Federal Judge Denies Trump’s Request for DOJ to Intervene in Defamation Suit

E. Jean Carroll
E. Jean Carroll is seen in an undated photo released on June 25, 2019 Courtesy E. Jean Carroll/Handout via REUTERS

The Department of Justice (DOJ) cannot take over President Donald Trump’s defense in a libel suit brought by E. Jean Carroll, the United States District Court for the Southern District of New York ruled on October 27th.

Carroll accused Trump of raping her in a department store changing room in the 1990s. In interviews conducted in 2019, the President denied the claims, and suggested Carroll had fabricated the incident to sell copies of her new memoir.
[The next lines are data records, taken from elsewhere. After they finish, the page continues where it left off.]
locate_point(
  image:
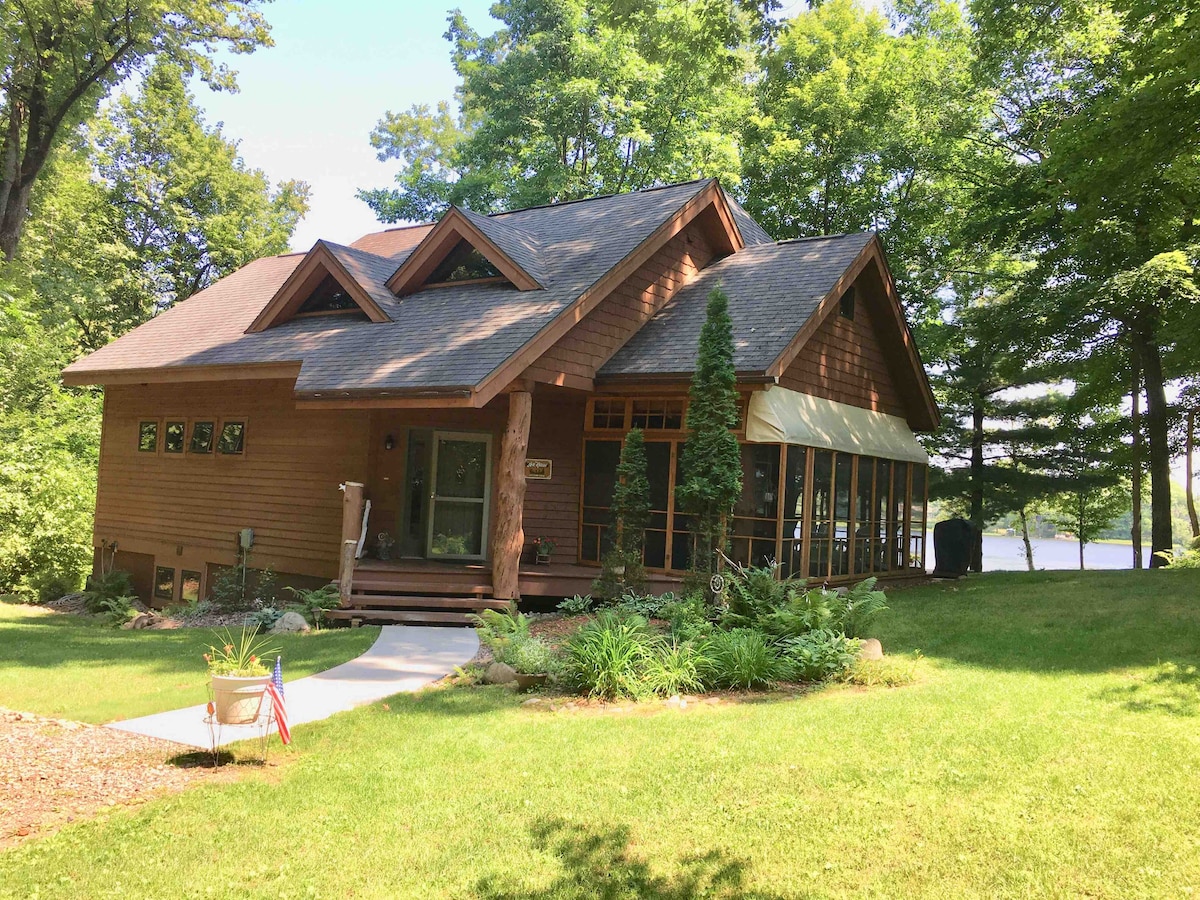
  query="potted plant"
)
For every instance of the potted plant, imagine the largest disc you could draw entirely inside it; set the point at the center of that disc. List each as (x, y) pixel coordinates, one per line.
(544, 547)
(239, 676)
Carroll sued the president for defamation in his personal capacity in November of 2019.

In September, the DOJ asked the court for permission to replace the president’s private counsel because, they argued, Trump was acting in his official capacity when he denied Carrol’s accusations. Citing the Federal Tort Claims Act, the Department of Justice requested that the case be transferred to federal court.

In her opinion filed on October 26th, U.S. District Judge Lewis Kaplan disagreed, “The president of the United States is not an ’employee of the government’ within the meaning of the relevant statutes.”

Until 1946, federal employees could not be held liable for civil wrongs–negligence, damage to property, slander–that occurred while they were performing their official duties. That year, Congress passed the Federal Tort Claims Act so that a person injured by a government employee acting within their scope of office had an opportunity to sue the government for damages. For example, the law enables a person to seek damages if a Postal Service driver crashes into their car while the driver is delivering mail. 

There were some exceptions. The law retained official immunity against libel claims, and as a result, officials could still not be sued for official speech. This is why Kaplan’s decision was so crucial: had she accepted the Justice Department’s argument, it would have likely spelled the end of Carroll’s case.

Ultimately, Kaplan agreed with Carroll’s lawyer that the Federal Tort Claims Act was not designed to protect the president and that even if it were, “his statements concerning Ms. Carroll were not within the scope of his employment.”